Solitamente, alcune piccole crepe possono formarsi e non dare nessun problema, oltre a quello estetico. Ma dobbiamo stare attenti a quelle che segnalano un cedimento dell’edificio, magari dovuto a cambiamenti nel terreno su cui sono state create le fondamenta. Non dimentichiamo che le crepe si formano anche in caso di terremoto. In alcune zone del nostro Paese le scosse sono più frequenti e dunque chi vi abita sa che ogni tanto deve controllare la stabilità dell’edificio.

Generalmente, se una crepa si dirama diagonalmente al muro, anche di 45°, è già un segno di qualcosa da approfondire. Se poi congiunge i lati opposti della parete è meglio chiamare un esperto. Se invece si tratta di una piccola crepa possiamo ripararla da soli. Ecco come.

Crepe nei muri come ripararle con pochi strumenti e risparmiare sulle spese

Se vogliamo riportare a nuovo una parete che ha delle crepe possiamo farlo in autonomia. Bastano davvero poche cose. Innanzitutto guanti, mascherina e un telo. E poi dello Stucco per pareti già pronto, che si trova facilmente dal Ferramenta, così come una spatola liscia e della carta abrasiva o carta vetrata dalla grana sottile.

Per prima cosa dobbiamo ripulire la zona intorno alla crepa. Con la spatola togliamo tutta la vernice che si stacca e gli eventuali frammenti di intonaco che vengono via. Con una spugna asciutta togliamo poi la polvere.
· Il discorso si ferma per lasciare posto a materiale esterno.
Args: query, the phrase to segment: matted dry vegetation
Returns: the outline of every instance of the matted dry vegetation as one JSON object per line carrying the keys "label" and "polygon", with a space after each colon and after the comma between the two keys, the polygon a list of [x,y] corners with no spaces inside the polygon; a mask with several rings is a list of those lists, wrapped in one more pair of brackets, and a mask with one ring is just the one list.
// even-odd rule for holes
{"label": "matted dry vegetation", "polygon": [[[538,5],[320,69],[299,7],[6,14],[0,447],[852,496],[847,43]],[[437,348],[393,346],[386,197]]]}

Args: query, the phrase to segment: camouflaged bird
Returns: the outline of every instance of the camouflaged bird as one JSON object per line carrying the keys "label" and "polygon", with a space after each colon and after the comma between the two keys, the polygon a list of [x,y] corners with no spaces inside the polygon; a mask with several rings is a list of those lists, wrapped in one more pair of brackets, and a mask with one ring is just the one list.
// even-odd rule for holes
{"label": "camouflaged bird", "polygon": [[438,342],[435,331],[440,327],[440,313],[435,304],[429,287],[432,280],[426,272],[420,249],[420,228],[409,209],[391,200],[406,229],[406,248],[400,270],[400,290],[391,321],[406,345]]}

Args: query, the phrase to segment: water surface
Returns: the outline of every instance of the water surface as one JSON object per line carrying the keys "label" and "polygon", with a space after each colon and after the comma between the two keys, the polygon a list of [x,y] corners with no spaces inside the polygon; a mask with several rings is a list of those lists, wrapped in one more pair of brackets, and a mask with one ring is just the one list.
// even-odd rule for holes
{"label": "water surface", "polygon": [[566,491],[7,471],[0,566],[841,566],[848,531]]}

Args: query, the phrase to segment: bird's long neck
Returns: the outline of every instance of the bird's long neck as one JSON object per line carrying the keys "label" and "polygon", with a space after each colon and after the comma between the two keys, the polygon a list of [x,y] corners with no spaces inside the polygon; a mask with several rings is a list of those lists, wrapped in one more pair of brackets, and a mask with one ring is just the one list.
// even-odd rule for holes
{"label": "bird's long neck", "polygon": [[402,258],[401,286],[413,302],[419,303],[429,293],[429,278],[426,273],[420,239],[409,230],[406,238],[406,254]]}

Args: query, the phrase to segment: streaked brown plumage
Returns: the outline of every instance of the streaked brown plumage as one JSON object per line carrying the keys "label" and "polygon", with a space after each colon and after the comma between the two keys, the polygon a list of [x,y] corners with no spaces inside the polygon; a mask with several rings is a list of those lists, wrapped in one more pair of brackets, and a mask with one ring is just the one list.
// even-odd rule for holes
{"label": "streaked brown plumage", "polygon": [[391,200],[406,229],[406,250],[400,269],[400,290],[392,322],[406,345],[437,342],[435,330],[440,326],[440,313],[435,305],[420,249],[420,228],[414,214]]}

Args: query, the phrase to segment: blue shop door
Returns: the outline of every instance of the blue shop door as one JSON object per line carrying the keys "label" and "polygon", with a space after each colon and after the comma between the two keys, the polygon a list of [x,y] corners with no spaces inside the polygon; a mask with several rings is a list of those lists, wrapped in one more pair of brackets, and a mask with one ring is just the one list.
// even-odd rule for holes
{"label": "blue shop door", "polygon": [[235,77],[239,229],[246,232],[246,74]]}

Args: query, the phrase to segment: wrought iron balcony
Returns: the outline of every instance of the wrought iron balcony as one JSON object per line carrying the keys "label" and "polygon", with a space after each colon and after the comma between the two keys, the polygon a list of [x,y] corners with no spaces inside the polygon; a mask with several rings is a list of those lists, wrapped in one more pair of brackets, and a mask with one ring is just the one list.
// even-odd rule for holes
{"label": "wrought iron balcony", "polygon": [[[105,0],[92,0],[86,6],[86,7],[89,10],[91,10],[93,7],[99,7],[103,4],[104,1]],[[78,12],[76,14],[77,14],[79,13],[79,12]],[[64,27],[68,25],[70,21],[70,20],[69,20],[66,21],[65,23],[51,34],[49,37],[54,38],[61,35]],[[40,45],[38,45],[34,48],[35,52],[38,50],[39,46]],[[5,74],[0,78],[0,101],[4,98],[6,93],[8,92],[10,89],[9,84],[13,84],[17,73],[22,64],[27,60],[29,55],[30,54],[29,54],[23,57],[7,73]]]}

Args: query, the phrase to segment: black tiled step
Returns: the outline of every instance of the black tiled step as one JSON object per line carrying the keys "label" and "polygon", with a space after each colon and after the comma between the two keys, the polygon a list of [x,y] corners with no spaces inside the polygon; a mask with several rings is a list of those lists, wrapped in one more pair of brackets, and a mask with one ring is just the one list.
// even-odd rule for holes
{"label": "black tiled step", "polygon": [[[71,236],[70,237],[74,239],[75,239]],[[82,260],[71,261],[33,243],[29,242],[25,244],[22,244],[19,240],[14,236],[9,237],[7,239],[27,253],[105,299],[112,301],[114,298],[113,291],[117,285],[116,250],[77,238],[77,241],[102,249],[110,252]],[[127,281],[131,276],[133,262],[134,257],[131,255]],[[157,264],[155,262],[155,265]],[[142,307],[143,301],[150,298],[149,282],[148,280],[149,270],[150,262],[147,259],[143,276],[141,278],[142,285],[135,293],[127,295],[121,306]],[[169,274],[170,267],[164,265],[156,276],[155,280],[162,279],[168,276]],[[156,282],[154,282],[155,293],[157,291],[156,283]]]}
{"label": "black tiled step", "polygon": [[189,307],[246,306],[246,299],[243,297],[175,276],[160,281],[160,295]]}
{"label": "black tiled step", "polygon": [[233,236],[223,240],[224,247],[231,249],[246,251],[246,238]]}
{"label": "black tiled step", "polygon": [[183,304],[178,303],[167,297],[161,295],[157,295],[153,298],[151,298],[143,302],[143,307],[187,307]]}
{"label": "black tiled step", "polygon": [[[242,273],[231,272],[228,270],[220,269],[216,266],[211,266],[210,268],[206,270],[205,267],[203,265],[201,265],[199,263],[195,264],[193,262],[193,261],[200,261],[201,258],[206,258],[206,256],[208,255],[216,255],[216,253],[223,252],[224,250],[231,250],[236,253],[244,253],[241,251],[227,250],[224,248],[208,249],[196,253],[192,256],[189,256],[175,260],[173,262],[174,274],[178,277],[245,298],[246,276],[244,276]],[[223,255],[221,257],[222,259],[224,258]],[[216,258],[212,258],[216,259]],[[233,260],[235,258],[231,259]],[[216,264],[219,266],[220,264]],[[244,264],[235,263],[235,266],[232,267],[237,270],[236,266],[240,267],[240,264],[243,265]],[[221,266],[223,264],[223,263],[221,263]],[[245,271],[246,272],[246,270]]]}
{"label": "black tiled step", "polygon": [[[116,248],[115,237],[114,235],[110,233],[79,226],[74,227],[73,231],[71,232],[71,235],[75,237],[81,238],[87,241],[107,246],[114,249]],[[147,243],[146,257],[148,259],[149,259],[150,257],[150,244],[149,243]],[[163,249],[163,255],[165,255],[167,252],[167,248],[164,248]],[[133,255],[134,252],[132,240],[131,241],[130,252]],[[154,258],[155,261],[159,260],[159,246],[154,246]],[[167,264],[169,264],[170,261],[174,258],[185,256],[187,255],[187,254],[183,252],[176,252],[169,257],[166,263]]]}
Si tratta di un’azione fondamentale perché il muro su cui lavoriamo deve essere completamente asciutto e pulito.

Adesso possiamo riempire la crepa con lo stucco, usando sempre la spatola. Basta prenderne una piccola quantità e cominciare a inserirla nella fessura. La spatola stessa ci aiuterà a stenderla bene e a togliere la quantità in eccesso. Si tratta di un lavoro di precisione, ma non è impossibile. Con un po’ di pratica capiremo i movimenti giusti da fare.

Terminata la fase di riempimento, lasciamo seccare lo stucco per almeno due giorni, o per il tempo indicato nel barattolo. Le tempistiche variano anche in base all’umidità presente nell’abitazione. Più è alta e più tempo ci vorrà per asciugare lo stucco.

Trascorso il tempo necessario, controlliamo il lavoro e pareggiamo lo stucco con la carta abrasiva. Infine, passiamo una mano di vernice. Il muro è tornato come nuovo, abbiamo risparmiato, e magari ci siamo anche divertiti perché fare i lavoretti in casa è davvero molto gratificante.